As time went on and the influence of corporate money straight-up replaced democratic government, and the power of Santa Claus waned due to a lack of childhood wonder and ongoing labor disputes with the elf unions, the cabal of department stores and advertising executives behind Black Friday decided to go for broke and start stretching out their “holiday” for as long as they possibly could. No one has yet been able to stop them and it is rumored that Black Friday 2015 will begin the week before Halloween.
Anecdotally, the term “Black Friday” was coined because companies operated at a loss most of the year (or were “in the red”) and only turned a profit (“in the black”) during the holiday shopping season. This is complete and total horseshit, manufactured by corporate public relations departments to make consumers feel sorry for companies that are always making more money than is necessary or, in fact, healthy.
The term “Black Friday” was actually coined by police and merchant groups in Philadelphia in the 1960s because store owners hated their customers. Downtown traffic, both pedestrian and automotive, on the two days following Thanksgiving was so busy that roads were regularly snarled with cars and buses, and stores were regularly packed with customers. This pissed off Philadelphia to no end. The city called these days Black Friday and Black Saturday, recycling a name given to the financial crisis of the 1860s, because as a uniform group they dreaded the days that freaking much. To reiterate: business merchants disliked a reliable influx of customers and capital to such a degree that they had to come up with an insulting name for the yearly occurrence. This is perhaps the most Philadelphia thing to ever happen.

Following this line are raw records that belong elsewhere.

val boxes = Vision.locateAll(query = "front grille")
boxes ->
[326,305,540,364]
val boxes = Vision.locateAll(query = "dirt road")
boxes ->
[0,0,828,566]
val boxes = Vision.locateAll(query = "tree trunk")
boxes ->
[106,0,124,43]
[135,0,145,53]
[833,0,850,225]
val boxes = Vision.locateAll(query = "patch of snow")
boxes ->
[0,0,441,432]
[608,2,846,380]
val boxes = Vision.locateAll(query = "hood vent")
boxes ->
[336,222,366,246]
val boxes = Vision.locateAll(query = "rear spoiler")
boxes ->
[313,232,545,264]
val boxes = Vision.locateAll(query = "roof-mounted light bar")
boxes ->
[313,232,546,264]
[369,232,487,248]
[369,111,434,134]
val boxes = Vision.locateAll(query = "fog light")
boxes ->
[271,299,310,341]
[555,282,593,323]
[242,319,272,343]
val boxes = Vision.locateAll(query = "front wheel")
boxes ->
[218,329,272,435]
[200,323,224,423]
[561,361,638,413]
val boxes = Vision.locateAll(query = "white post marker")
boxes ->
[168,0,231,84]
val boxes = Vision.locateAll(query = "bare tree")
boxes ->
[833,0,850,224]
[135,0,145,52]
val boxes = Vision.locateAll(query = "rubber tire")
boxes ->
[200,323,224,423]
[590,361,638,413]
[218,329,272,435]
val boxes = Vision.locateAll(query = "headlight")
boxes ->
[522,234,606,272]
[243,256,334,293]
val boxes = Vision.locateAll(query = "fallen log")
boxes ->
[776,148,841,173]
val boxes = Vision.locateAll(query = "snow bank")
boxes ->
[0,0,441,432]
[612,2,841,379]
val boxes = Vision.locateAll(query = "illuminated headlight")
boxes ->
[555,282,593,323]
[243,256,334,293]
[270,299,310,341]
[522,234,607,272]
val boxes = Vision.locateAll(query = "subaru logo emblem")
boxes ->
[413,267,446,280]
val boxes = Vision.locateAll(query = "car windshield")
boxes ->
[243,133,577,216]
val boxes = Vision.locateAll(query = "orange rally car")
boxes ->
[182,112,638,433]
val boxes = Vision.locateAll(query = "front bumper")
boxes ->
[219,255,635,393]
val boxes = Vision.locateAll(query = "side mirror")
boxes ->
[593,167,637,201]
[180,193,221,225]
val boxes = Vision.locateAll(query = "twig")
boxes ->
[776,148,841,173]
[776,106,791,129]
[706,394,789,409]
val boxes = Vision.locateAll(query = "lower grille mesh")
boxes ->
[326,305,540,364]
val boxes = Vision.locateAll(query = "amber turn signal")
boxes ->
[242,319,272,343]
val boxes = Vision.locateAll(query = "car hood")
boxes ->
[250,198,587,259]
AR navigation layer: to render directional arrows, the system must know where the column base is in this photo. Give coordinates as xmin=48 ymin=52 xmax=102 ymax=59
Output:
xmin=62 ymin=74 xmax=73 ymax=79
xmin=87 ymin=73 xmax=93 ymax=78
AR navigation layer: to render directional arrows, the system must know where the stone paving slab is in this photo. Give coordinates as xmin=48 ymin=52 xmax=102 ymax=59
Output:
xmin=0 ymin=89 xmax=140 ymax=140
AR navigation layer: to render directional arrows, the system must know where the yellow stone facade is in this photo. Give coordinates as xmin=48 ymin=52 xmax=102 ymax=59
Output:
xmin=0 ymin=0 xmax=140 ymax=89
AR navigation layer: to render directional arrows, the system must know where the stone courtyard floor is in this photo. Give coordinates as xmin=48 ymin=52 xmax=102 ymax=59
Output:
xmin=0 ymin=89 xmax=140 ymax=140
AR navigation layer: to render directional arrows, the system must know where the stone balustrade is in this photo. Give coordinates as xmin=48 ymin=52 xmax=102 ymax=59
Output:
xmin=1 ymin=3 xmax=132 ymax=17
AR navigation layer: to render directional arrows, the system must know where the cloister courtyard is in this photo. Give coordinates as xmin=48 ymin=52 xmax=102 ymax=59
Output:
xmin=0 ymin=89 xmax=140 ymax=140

The reason Black Friday has continued to flourish as a holiday –- one that is now actually recognized by several states –- is largely because of clever advertising, misdirection by the media, consumer idiocy and good ol’ American laziness. Each year, corporations and small business pretend to offer amazing deals on all manner of products on Black Friday, but this is all lies. The sales are rarely all that much better than at any other time, and are often nowhere near as good as sales closer to Christmas when businesses start to really get desperate. In fact, of all the bullshit holidays, Columbus Day historically has the best and deepest sales. The emphasis on Black Friday is simply a way for corporate fat cats to get gullible consumers to show up at the ass-crack of dawn and fight for their amusement. The more shoppers that die, the higher their year-end bonuses.
So go ahead and buy that toaster for ten percent off. It’s the American way, God damn it.